The craft of making olive oil dates back thousands of years in the Mediterranean region. Today, it is a very refined art, with methods varying widely from region to region. However, the more general processes are all very similar.
Olive trees that grow in the Mediterranean need to grow for several years before they begin bearing fruit. As the trees grow, they must be pruned in a certain way to make sure the tree bears a good amount of olives. The amount of olives is important, because ten pounds of olives produce only one liter (four cups) of oil.
Farmers harvest olives right as they ripen, which is a very short period of time; olives are only considered to be in prime ripeness for about two or three weeks, and their health benefits rapidly dissipate over the next month. Therefore, olive farmers need to pay close attention to their crop to ensure they get a perfect batch. The safest way to harvest the olives is to hand-pick them, because shaking them off the tree could cause them to bruise, which is not good for the olives. Some growers do use tree-shaking devices, and separate their batches into “ground” olives (those shaken to the ground) and “tree” olives (those that have been hand-picked). The tree olives usually produce a higher-quality (and more expensive) oil. There are also growers that use nets to catch olives before they hit the ground.
Olives must be processed quickly after harvest so that they maintain their quality. Once they have been washed, they get deposited into big steel rollers that grind them into a fine paste. Water then gets stirred into the past to provide a better concentration. Usually the mixture then gets stirred for around a half hour. In some cases, the mixture will be heated slightly to increase the oil yield.
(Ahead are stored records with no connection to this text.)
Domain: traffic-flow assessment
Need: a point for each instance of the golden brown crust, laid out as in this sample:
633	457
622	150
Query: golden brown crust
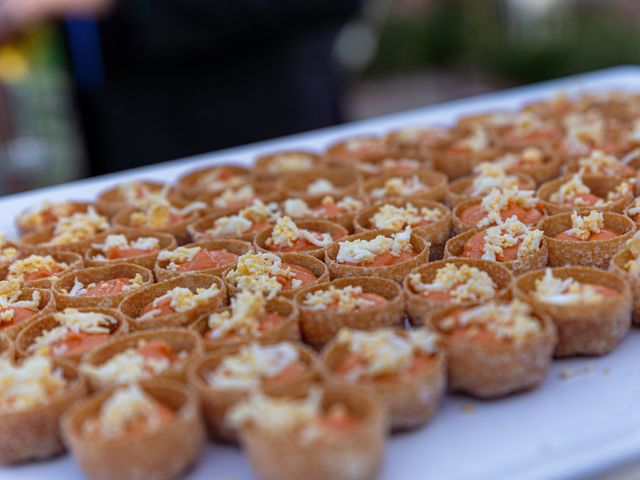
165	240
420	308
592	328
23	229
261	167
163	453
456	190
618	265
288	329
356	454
179	339
346	220
410	399
134	303
437	233
345	178
110	201
34	434
320	326
496	369
73	261
234	246
216	402
94	275
321	226
599	186
46	306
590	253
455	246
178	230
186	185
394	272
28	335
318	268
434	180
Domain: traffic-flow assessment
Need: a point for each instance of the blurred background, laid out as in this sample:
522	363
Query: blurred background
97	87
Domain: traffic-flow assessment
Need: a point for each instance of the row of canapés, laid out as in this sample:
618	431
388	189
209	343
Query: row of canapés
281	324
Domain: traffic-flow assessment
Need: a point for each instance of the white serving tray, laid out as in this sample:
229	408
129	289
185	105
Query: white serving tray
568	428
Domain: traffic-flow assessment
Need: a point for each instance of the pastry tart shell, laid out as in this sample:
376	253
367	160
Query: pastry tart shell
318	268
287	330
357	454
500	368
95	275
410	399
165	242
321	226
34	433
134	303
393	272
319	326
590	253
589	328
234	246
162	453
179	339
536	260
599	186
420	308
32	331
436	233
216	402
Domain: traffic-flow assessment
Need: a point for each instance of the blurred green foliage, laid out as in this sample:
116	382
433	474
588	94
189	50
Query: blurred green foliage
484	34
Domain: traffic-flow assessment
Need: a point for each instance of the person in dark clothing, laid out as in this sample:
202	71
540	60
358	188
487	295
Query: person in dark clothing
163	79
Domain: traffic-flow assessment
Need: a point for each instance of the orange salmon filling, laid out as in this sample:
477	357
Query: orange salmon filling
531	216
603	234
303	274
204	260
474	248
19	315
116	253
107	288
77	343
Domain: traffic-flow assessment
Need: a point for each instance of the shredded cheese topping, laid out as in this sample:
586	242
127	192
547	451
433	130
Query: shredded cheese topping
242	222
558	291
570	192
463	283
254	363
583	226
508	234
491	175
128	366
397	218
257	272
285	233
78	226
385	351
28	384
24	267
345	299
506	321
402	186
124	407
241	319
365	251
70	321
498	200
182	300
320	186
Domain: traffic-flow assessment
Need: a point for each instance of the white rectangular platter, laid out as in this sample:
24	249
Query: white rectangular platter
568	428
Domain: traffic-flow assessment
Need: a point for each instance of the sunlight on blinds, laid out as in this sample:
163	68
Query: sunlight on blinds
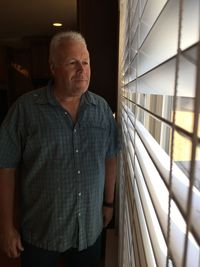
159	102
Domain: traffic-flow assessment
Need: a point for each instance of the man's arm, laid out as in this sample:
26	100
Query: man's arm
109	190
10	241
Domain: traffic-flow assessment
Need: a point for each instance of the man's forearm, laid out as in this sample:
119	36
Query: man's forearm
110	179
7	191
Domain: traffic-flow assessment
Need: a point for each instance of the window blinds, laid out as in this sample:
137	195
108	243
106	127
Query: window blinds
159	89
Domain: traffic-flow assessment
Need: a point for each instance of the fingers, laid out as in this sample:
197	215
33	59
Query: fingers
12	244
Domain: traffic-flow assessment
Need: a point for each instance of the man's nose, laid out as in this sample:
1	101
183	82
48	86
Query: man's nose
80	66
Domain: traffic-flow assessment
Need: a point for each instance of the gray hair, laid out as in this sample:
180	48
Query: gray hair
59	37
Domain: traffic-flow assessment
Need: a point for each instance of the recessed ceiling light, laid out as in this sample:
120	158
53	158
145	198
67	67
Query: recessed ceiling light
57	24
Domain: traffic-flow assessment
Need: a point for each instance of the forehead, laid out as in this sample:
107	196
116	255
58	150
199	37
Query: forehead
72	48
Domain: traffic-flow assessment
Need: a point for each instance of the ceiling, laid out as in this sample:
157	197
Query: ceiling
30	18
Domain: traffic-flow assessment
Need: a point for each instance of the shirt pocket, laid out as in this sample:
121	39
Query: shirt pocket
48	143
94	136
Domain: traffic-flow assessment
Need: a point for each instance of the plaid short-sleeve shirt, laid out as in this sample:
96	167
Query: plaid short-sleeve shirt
62	167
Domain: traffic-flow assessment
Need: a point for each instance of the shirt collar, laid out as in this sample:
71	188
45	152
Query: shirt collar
46	96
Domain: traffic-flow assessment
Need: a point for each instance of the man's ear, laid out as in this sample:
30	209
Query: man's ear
52	67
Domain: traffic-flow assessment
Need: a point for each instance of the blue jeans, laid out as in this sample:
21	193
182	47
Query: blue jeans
37	257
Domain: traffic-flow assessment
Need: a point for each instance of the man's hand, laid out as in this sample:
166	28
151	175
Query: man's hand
107	215
10	243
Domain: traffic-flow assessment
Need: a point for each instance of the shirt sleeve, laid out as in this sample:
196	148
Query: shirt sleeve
10	139
113	142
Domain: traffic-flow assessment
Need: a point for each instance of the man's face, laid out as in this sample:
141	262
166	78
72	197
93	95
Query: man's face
71	68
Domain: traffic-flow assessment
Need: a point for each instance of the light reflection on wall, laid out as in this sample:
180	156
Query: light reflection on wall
20	69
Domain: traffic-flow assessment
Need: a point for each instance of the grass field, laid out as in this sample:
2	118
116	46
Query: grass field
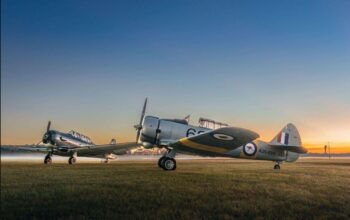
199	189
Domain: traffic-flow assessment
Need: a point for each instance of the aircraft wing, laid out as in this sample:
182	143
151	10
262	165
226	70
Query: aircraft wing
215	142
101	150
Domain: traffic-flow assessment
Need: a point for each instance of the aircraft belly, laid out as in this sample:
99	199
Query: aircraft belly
200	150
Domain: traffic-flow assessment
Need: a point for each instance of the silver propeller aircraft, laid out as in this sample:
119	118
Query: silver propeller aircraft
73	143
215	139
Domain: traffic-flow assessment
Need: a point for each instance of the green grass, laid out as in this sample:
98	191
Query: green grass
215	189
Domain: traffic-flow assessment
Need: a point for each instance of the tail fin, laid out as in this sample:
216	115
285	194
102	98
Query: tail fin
288	136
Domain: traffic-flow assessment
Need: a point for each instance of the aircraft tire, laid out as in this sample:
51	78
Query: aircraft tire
160	161
72	160
277	167
169	164
47	160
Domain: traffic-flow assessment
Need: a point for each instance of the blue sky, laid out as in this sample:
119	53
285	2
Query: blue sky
88	65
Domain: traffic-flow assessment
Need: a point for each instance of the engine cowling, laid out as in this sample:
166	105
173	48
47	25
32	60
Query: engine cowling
149	131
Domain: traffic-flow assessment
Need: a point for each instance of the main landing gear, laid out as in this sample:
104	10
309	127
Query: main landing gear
277	165
167	162
48	158
73	158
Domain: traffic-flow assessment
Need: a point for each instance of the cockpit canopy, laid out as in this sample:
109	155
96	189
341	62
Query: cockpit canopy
211	124
80	136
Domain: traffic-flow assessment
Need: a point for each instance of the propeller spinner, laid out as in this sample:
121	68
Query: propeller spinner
138	127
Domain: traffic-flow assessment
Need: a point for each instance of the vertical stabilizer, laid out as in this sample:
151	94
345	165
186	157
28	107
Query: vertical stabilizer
288	136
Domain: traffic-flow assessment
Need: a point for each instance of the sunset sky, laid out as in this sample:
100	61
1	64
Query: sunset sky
88	65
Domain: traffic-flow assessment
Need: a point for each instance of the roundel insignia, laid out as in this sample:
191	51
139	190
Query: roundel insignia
249	149
223	137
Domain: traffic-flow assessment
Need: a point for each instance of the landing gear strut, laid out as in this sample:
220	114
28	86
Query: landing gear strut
73	158
277	165
167	162
48	158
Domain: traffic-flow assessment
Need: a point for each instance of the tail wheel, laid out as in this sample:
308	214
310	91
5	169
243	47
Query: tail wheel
169	164
160	161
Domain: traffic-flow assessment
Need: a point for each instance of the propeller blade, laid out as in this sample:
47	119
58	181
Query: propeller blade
48	126
143	111
139	126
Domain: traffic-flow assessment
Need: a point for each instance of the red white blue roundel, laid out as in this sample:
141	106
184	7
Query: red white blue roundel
223	137
249	149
Next, the pasty mixture gets placed on mats and is either pressed or sent into a centrifuge, which pushes paste remnants away onto the side while extracting the oil and water from the mixture, and separating the oil from the water. The remnants of the paste that get deposited are called “pomace,” and may be used to get further oil or for other purposes.
Once the oil has been separated from the mixture, it might be refined, deodorized or bleached. The refining process reduces the oil’s acidity and bitterness, the bleaching process lightens the oil and deodorizing removes some of the harsher olive smells. After that, the oil is stored and prepared for shipment.
So as you can see, your olive oil goes a long way from the tree to your kitchen cabinet!